Online learning does not replace the teacher in the classroom. Recovering from the impact from extended closure of schools will not be easy. One concern I have is the type of online learning provided to students. ASD should have responded during the pandemic by examining different online options that could have made the transition from home back to school better. Summer school is an option that should be considered if financially possible. In 2010 a study by ASD found elementary students advanced 19 percent academically in summer schools, and a majority of high school students wanted to attend summer school to take additional classes.

How will you reach out to the different community constituencies to hear concerns about their students’ education?

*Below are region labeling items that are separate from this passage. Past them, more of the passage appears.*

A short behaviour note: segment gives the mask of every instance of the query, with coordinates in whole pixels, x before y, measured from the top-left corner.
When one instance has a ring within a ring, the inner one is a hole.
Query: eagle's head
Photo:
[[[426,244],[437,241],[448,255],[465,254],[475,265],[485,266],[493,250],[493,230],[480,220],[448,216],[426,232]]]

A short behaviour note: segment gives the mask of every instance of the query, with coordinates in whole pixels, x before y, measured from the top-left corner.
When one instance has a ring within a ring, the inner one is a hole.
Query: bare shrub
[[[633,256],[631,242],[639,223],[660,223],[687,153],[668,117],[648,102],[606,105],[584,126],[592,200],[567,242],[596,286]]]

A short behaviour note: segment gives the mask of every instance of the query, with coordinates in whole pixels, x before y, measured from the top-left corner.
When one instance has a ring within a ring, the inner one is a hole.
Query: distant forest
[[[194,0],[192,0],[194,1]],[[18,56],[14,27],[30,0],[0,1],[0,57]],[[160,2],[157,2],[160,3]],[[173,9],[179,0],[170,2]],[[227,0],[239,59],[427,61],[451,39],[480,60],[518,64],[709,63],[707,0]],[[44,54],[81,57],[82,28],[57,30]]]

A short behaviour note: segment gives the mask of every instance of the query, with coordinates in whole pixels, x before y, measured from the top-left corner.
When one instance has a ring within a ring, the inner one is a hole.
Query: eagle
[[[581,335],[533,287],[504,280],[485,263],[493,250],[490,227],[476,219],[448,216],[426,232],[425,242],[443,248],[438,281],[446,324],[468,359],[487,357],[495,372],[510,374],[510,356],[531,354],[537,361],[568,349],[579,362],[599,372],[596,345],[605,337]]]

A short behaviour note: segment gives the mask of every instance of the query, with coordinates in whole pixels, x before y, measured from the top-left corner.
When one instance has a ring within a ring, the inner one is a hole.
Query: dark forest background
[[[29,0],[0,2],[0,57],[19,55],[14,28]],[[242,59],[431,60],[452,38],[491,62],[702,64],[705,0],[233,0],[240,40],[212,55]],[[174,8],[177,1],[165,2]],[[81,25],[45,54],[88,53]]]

When I was on the board, I regularly attend different community councils and PTA’s. I attended special education advisory committee meetings and the Minority Education Advisory Committee, both attended by interested staff and diverse community members. I visited all schools and different school departments, listening to staff and students. I always responded to emails and telephone calls. I will always remember a very special Hmong community meeting. They said the place they valued most was schools and wanted a couch in the Hmong liaison office. I can’t forget it because my reaction to the very spicy food had everyone laughing!

Given the rich diversity of our school district and community, what is the best approach to equitably meet the needs of all students, regardless of socio-economic differences?

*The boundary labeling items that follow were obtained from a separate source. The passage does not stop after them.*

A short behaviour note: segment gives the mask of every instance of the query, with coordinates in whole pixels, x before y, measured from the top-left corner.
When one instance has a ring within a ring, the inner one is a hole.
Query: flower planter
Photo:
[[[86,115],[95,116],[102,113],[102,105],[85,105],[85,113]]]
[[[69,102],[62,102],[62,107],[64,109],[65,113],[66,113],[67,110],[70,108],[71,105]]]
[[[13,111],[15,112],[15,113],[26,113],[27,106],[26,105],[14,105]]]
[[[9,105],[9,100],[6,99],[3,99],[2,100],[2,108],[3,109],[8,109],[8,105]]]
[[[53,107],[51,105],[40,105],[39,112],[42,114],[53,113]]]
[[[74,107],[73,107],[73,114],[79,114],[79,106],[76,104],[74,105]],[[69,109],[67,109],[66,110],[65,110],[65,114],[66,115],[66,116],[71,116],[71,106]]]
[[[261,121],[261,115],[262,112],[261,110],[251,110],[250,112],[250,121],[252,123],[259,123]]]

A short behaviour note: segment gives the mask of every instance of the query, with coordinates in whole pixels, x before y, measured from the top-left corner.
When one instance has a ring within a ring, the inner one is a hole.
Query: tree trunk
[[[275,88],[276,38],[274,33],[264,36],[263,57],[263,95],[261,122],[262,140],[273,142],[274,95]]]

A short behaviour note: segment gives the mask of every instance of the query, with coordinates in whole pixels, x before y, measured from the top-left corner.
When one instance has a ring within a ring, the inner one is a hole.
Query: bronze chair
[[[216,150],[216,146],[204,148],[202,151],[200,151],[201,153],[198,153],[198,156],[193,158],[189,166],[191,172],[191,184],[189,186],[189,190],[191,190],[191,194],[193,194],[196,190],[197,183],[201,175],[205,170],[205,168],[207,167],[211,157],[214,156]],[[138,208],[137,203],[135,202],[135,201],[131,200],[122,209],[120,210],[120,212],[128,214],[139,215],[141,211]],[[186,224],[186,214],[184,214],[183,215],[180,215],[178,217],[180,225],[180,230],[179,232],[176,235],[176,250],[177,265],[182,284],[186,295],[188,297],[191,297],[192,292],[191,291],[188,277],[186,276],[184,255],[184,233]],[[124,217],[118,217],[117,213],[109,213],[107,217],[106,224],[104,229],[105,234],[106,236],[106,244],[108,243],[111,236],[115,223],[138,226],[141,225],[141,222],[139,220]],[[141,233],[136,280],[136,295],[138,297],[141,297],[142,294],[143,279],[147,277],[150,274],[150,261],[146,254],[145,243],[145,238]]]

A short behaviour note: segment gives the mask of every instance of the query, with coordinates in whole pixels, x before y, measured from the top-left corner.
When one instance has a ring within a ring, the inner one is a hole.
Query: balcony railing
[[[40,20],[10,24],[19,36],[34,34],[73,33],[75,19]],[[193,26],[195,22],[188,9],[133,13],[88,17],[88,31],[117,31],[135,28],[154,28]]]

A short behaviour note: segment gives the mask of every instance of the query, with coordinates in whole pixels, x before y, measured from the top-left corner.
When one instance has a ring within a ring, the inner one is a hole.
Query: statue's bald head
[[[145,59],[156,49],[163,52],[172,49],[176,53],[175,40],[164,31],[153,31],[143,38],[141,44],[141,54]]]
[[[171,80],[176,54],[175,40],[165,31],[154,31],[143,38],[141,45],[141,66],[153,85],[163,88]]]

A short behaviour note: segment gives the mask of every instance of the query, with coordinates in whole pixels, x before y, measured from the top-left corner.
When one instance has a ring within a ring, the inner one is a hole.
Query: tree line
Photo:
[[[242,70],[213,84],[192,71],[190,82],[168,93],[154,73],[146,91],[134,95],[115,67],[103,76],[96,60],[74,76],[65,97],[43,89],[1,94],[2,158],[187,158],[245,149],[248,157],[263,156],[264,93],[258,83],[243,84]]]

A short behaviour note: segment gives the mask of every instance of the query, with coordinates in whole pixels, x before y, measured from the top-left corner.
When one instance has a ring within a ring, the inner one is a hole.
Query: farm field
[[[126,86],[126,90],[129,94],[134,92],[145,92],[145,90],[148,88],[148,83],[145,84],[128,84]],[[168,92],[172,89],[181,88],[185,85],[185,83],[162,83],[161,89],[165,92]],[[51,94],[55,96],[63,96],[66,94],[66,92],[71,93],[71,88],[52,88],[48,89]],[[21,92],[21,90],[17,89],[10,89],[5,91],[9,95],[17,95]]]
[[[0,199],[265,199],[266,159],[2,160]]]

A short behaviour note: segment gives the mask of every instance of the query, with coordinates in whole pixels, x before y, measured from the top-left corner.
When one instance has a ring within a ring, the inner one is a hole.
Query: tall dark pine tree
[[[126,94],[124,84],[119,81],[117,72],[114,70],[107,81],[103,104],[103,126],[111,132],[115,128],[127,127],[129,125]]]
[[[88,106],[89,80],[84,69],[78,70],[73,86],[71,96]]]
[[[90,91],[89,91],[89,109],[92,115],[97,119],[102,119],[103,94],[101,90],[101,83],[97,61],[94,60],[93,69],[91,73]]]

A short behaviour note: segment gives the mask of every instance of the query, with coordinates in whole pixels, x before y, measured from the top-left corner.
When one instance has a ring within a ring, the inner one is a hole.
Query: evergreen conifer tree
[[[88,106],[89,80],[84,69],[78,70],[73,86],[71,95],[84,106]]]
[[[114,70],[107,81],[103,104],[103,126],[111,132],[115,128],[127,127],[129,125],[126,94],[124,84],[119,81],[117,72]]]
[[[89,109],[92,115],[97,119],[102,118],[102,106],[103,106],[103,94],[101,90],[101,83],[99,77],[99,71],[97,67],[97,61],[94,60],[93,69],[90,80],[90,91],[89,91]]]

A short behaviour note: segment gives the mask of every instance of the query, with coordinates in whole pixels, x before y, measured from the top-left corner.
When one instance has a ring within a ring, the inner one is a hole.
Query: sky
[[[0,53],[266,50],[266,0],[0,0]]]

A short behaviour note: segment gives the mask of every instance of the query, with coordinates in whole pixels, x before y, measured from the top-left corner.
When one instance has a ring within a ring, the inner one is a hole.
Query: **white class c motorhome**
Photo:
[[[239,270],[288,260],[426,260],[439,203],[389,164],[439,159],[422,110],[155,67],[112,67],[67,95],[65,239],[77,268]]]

First, we need to establish high goals for all students. Efforts in 2016 to reduce goals to reduce the academic achievement gap was prevented by the board and members of the community. Multiple studies by outside organizations during the past 15 years stated some staff and administrators did not believe all students could learn. We must carefully respond to these concerns. I believe we need to make all students feel welcomed and supported.

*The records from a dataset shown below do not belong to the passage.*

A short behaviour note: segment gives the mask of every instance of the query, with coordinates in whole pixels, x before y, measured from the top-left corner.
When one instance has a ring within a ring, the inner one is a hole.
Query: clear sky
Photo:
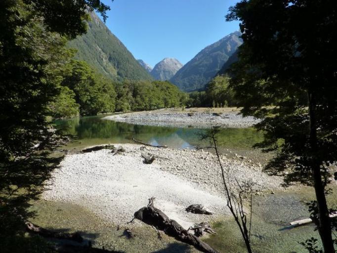
[[[103,0],[106,25],[131,51],[152,67],[164,58],[183,64],[201,50],[239,30],[227,22],[237,0]]]

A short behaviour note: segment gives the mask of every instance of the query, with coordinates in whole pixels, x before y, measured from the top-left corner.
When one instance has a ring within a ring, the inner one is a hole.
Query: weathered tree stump
[[[176,240],[194,246],[198,250],[207,253],[216,253],[208,244],[190,234],[176,221],[169,219],[164,212],[153,205],[154,198],[149,199],[147,206],[144,206],[134,213],[134,217],[146,224],[163,230],[167,235]]]
[[[207,214],[208,215],[213,214],[211,212],[205,209],[204,206],[201,204],[191,204],[185,210],[187,212],[198,214]]]
[[[154,157],[154,156],[150,154],[146,154],[144,153],[142,153],[141,156],[144,158],[144,161],[143,161],[143,162],[146,164],[151,164],[152,163],[152,162],[153,162],[153,161],[156,159],[156,158]]]
[[[102,150],[113,150],[115,149],[114,145],[104,145],[100,146],[95,146],[92,148],[89,148],[85,149],[81,151],[83,153],[88,153],[89,152],[93,152],[94,151],[99,151]]]

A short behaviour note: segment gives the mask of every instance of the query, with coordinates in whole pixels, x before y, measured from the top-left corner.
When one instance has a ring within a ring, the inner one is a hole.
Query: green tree
[[[75,93],[81,115],[115,111],[116,94],[113,84],[98,76],[85,61],[72,61],[71,71],[64,77],[62,84]]]
[[[62,86],[60,94],[49,104],[54,118],[71,118],[79,115],[80,105],[76,103],[75,94],[69,88]]]
[[[57,162],[46,151],[60,138],[48,131],[47,118],[52,115],[50,103],[62,91],[62,66],[71,55],[64,49],[65,38],[85,32],[88,8],[105,16],[108,7],[99,0],[0,1],[0,238],[4,252],[49,251],[41,238],[26,236],[23,219],[29,216],[29,201],[41,193]]]
[[[50,70],[64,43],[58,35],[84,33],[87,8],[104,16],[108,8],[95,0],[0,2],[0,159],[25,155],[49,135],[48,104],[59,92]]]
[[[233,90],[229,87],[230,78],[227,76],[216,76],[208,84],[207,87],[209,106],[213,101],[217,104],[237,105]],[[217,106],[218,107],[218,106]]]
[[[337,13],[333,0],[244,0],[227,16],[240,20],[243,33],[231,73],[242,112],[264,118],[257,126],[265,133],[260,146],[279,151],[270,167],[287,165],[293,169],[287,179],[314,186],[312,214],[329,253],[325,188],[337,157]]]

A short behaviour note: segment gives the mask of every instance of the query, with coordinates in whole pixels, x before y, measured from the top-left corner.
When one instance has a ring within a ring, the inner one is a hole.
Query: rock
[[[187,212],[198,214],[207,214],[210,215],[213,214],[211,212],[204,209],[204,206],[201,204],[191,204],[186,208],[186,210]]]

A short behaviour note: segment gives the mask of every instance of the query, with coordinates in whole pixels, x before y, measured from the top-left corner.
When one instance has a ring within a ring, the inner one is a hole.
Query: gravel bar
[[[246,128],[260,122],[260,120],[253,117],[243,117],[237,112],[163,113],[160,110],[108,116],[102,119],[138,125],[199,128]]]
[[[156,198],[156,207],[185,228],[229,213],[221,171],[212,153],[121,145],[125,152],[115,155],[108,150],[66,155],[45,182],[48,190],[42,199],[84,206],[107,222],[128,227],[141,225],[138,221],[126,223],[151,197]],[[144,152],[155,155],[152,164],[143,163]],[[231,182],[235,178],[241,183],[249,181],[258,190],[282,188],[281,178],[267,175],[243,157],[221,159]],[[187,213],[185,208],[192,204],[203,204],[214,215]]]

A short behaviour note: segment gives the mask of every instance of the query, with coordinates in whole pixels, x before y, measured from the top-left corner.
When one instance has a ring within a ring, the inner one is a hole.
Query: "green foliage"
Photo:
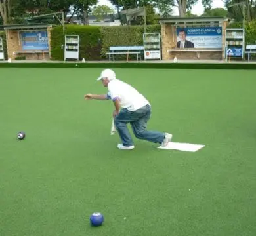
[[[85,60],[100,60],[101,35],[99,26],[85,26],[70,25],[65,28],[66,35],[78,35],[79,36],[79,58]],[[54,28],[51,31],[51,48],[52,60],[63,60],[64,35],[62,28]]]
[[[77,65],[77,66],[76,66]],[[108,68],[110,64],[108,63],[0,63],[0,68],[74,68],[74,69],[79,69],[80,68],[97,68],[106,69]],[[236,69],[245,70],[250,69],[256,71],[256,66],[253,63],[123,63],[117,62],[111,64],[111,68],[129,68],[129,69],[210,69],[209,72],[212,72],[213,69]],[[171,73],[171,71],[170,71]]]
[[[5,60],[7,60],[7,47],[6,44],[5,31],[0,31],[0,37],[3,39],[3,52],[5,54]]]
[[[143,26],[66,26],[65,34],[79,35],[79,58],[99,60],[107,57],[110,46],[143,45]],[[160,25],[147,26],[147,33],[161,33]],[[64,36],[60,26],[53,28],[51,37],[52,60],[63,60]]]
[[[103,16],[114,13],[114,10],[107,5],[95,6],[92,11],[92,14],[96,17],[98,21],[103,20]]]
[[[228,16],[228,11],[223,8],[206,9],[201,16]]]
[[[147,26],[147,33],[161,33],[160,25]],[[143,45],[143,26],[102,27],[101,54],[106,56],[110,46],[139,46]]]

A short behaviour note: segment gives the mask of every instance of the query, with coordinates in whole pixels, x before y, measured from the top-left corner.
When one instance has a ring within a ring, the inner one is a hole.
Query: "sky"
[[[214,0],[213,1],[212,8],[216,7],[224,7],[224,3],[223,0]],[[98,0],[98,5],[107,5],[110,7],[111,8],[114,8],[114,7],[110,3],[108,0]],[[174,15],[179,15],[179,11],[177,8],[174,9]],[[203,7],[201,4],[201,1],[198,1],[198,3],[195,5],[192,9],[192,13],[196,15],[201,15],[203,13]]]

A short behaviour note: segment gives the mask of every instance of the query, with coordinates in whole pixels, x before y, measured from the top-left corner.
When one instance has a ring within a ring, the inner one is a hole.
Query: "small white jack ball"
[[[18,139],[20,140],[24,139],[26,137],[26,134],[24,132],[19,132],[17,135]]]

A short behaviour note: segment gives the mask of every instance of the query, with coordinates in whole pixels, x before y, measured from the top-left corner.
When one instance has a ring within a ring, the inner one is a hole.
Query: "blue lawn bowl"
[[[26,137],[26,134],[24,132],[19,132],[17,134],[17,138],[18,140],[22,140]]]
[[[91,225],[92,226],[100,226],[104,222],[104,216],[101,213],[95,212],[90,216]]]

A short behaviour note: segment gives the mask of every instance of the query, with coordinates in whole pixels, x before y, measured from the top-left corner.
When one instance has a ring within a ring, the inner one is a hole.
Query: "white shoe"
[[[165,139],[162,142],[161,146],[162,147],[166,147],[168,145],[168,143],[171,142],[171,138],[173,138],[173,134],[165,133]]]
[[[124,146],[123,144],[118,144],[117,145],[118,149],[121,150],[132,150],[135,149],[134,145],[130,146],[129,147]]]

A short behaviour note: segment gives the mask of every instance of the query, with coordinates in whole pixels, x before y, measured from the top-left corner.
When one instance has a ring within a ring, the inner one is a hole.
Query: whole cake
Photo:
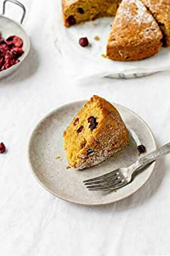
[[[170,0],[62,0],[62,3],[67,27],[116,15],[107,47],[108,58],[138,60],[155,55],[162,43],[170,46]]]
[[[115,108],[93,96],[80,110],[63,133],[69,164],[77,169],[98,164],[122,150],[128,131]]]
[[[100,17],[114,16],[121,0],[62,0],[64,25],[70,27]]]
[[[123,0],[112,23],[107,57],[122,61],[144,59],[159,51],[162,38],[157,22],[140,0]]]
[[[170,46],[170,0],[141,1],[159,24],[163,35],[164,46]]]

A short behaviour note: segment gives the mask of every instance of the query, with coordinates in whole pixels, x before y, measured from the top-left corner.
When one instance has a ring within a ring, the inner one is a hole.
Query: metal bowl
[[[15,4],[22,8],[23,14],[20,24],[5,16],[6,3],[7,2]],[[30,52],[31,47],[30,38],[21,26],[25,15],[26,8],[25,6],[18,1],[16,0],[5,0],[4,2],[3,14],[0,15],[0,32],[2,33],[3,37],[5,38],[7,38],[9,36],[14,35],[20,37],[22,39],[23,42],[22,49],[24,51],[24,53],[19,58],[20,60],[19,62],[7,70],[0,72],[0,79],[9,76],[15,71],[15,70],[16,70],[22,64]]]

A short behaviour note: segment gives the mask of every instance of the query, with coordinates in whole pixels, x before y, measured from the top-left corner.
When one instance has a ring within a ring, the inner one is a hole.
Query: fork
[[[140,158],[127,167],[118,168],[112,172],[83,181],[90,191],[110,191],[126,186],[133,180],[133,175],[147,164],[170,153],[170,142]]]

Second, we need to do more to reach out to these communities. ASD needs to reestablish the Minority Concerns Advisory Committee to provide feedback for areas of improvement. The chair of this committee should provide regular reports to the board. They had some excellent suggestions in the past.

Third, we need to increase diversity of staff and administrators. A diverse staff of educators and administrators help all students feel welcomed and serve as role models.

What ideas do you have to ensure that English Language Learners and students with disabilities have equal learning opportunities in the Anchorage School District?

ASD has some of the most diverse high schools in the entire country, with East High School the most diverse high school in the country and maybe the world. With approximately 100 different first languages in our schools, ASD’s English Language Learning program (ELL) is an important program. However, students who do not speak English have limited support while they learn a new language. One study presented by the National School Board concluded that ELL students are more successful if they have some class time in their native language while learning English. While ASD cannot provide instructors for 100 different languages, I believe one goal should be to increase the involvement of members in different communities in our classrooms and as tutors.